Housekeepers and Dog Safety
Housekeepers and other service professionals who may visit your home are at first strangers to your dog. Depending on how well-socialized your pet is, the meetings could be disastrous for both your dog and the housekeeper. Keep in mind that not everyone loves animals, and most professionals just want to do their job effectively and quickly before moving on to the next client.
Wendy Nan Rees and Kristen Hampshire, co-authors of Dog Lover’s Daily Companion: 365 Days of Tips, Tricks and Techniques for Living a Rich Life With Your Dog, offer some great tips to ensure safe and easy dealings with housekeepers and other workers. Based on their advice, try doing the following:
- Be at home during the first few visits. You want to ensure that introductions are made and that you can step in should there be a problem.
- If need be, place your dog in its crate, offering a treat and praise. This is a courtesy to your worker. Stay near your dog so that it knows everything is OK.
- Request that your housekeeper use dog-friendly cleaning products, and provide them if necessary.

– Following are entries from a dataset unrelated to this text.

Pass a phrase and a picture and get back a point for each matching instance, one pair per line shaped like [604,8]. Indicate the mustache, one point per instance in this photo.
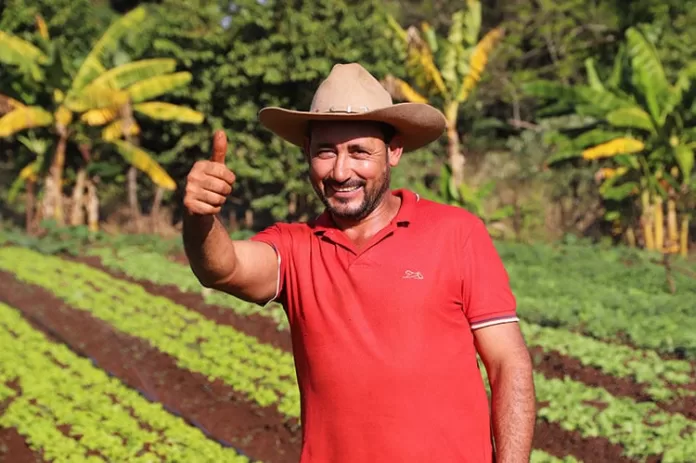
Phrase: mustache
[346,184]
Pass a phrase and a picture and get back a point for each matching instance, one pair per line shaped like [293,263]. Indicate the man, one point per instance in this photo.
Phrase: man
[389,296]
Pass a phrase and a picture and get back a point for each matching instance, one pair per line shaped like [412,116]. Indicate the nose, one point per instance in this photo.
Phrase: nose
[341,169]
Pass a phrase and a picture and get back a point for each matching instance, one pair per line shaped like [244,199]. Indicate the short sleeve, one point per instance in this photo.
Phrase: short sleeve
[277,238]
[486,293]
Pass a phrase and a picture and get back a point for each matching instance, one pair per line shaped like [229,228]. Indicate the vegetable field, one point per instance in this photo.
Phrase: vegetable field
[119,355]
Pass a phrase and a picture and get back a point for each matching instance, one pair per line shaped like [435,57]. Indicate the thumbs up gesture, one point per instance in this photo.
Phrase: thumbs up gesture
[209,182]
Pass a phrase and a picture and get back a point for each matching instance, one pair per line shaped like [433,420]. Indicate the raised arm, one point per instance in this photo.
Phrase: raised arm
[245,269]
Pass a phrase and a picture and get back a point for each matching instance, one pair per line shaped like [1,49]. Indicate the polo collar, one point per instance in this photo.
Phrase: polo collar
[403,217]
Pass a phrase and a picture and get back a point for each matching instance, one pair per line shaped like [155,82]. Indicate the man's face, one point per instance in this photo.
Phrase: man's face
[349,166]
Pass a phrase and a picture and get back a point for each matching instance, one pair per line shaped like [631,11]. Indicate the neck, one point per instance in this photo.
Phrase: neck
[362,230]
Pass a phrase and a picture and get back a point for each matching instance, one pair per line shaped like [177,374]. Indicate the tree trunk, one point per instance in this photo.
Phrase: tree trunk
[454,153]
[55,194]
[77,216]
[659,225]
[29,205]
[136,215]
[647,222]
[684,237]
[155,210]
[92,206]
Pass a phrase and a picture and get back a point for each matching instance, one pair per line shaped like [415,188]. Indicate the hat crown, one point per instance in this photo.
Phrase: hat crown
[350,88]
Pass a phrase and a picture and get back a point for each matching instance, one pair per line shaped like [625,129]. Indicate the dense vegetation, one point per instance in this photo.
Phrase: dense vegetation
[528,88]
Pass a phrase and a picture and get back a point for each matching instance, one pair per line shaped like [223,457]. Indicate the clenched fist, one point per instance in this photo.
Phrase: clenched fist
[209,182]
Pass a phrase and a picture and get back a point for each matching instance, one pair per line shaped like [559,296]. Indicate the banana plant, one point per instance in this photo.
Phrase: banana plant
[91,89]
[640,131]
[445,71]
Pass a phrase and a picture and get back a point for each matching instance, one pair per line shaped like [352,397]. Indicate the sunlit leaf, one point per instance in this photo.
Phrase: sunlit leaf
[92,65]
[478,61]
[624,145]
[16,51]
[472,21]
[96,98]
[169,112]
[127,74]
[632,117]
[27,117]
[685,159]
[592,76]
[401,90]
[650,74]
[142,160]
[99,116]
[41,26]
[156,86]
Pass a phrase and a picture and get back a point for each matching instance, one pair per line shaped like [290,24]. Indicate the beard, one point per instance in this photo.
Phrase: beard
[372,196]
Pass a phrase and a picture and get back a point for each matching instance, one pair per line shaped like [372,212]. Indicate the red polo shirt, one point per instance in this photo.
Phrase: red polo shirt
[382,336]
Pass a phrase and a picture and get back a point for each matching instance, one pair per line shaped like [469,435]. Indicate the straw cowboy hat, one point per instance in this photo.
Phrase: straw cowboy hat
[351,93]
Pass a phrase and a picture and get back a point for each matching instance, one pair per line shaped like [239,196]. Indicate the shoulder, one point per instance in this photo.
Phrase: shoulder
[440,217]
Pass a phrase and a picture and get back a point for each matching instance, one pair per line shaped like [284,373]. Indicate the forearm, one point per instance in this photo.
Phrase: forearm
[513,410]
[209,249]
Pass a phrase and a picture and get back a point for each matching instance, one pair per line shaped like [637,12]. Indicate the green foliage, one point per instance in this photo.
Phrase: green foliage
[264,374]
[56,387]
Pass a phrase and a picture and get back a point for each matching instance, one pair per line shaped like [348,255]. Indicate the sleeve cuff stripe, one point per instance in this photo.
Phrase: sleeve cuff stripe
[494,321]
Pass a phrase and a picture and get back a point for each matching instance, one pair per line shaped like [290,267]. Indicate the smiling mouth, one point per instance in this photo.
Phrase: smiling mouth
[345,189]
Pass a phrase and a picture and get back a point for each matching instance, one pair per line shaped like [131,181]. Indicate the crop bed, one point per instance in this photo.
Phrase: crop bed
[228,373]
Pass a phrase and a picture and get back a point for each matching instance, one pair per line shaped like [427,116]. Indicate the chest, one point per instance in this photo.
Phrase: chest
[393,292]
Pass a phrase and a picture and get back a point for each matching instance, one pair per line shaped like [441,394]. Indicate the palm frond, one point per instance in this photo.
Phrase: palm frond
[650,75]
[127,74]
[142,160]
[169,112]
[156,86]
[631,118]
[115,130]
[472,22]
[92,65]
[95,98]
[616,147]
[478,61]
[7,104]
[400,90]
[24,118]
[19,52]
[99,116]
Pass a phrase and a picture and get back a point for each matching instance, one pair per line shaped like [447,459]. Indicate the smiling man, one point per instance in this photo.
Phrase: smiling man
[390,297]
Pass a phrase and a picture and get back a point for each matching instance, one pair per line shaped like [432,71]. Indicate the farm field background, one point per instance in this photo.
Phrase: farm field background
[117,354]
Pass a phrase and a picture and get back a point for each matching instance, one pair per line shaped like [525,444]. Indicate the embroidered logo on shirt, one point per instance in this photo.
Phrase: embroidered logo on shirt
[409,275]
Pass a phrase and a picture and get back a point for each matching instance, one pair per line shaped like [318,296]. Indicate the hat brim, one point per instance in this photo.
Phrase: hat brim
[418,124]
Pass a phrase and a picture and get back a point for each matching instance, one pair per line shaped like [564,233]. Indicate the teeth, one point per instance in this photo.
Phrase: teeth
[346,190]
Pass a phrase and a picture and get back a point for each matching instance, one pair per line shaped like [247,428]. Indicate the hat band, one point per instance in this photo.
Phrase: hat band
[348,109]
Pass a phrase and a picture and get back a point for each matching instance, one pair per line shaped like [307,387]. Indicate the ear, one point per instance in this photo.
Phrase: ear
[305,147]
[396,149]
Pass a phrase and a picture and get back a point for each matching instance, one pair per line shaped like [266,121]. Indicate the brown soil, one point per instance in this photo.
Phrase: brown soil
[262,328]
[262,433]
[225,414]
[552,364]
[14,449]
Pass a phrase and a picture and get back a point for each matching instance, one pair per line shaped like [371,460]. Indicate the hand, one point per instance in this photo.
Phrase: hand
[209,182]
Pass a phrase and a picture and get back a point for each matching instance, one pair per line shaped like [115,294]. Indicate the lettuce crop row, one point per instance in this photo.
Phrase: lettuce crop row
[641,429]
[106,421]
[600,294]
[156,268]
[539,456]
[261,372]
[643,366]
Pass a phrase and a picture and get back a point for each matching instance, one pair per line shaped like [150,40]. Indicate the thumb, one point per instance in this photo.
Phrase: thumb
[219,146]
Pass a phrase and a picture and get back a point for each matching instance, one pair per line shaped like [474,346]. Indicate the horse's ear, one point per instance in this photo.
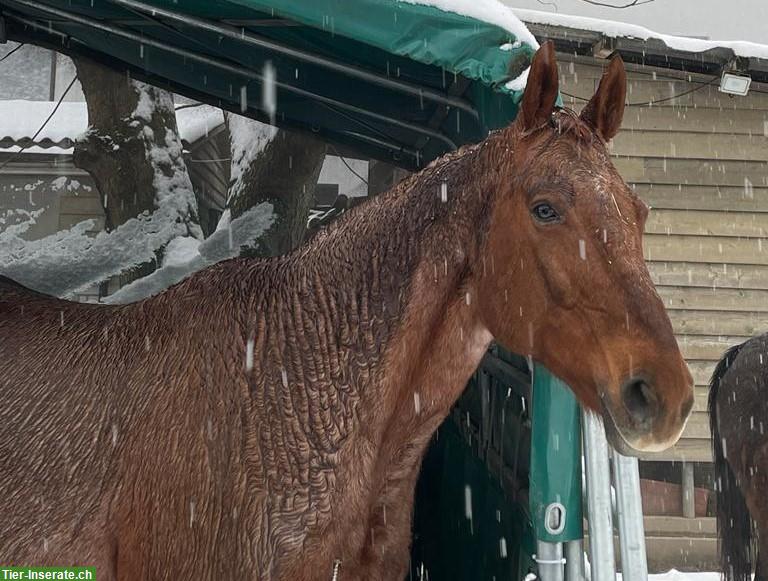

- Give your housekeeper some of your dog’s favorite treats during the first visits. This will help him or her win over your pet from the start.
- Vacuum cleaners and other noisy appliances can often scare pets. Keep your dog preoccupied during such moments at first, which will help it to realize that nothing scary or problematic is going on in your house.
- Provide your housekeeper with any special instructions pertaining to your dog’s play, feeding and sleeping areas.
- When dogs bark and become anxious, they are often busy guarding you. If you are at ease, your dog will probably be too.
If your housekeeper is at all troubled by your dog, or if your dog doesn’t get used to this individual’s presence after the first few appointments, you probably will need to crate or otherwise contain your dog on cleaning days. Consider having a neighbor, friend or other helpmate do this if you need to be gone for long periods during the day.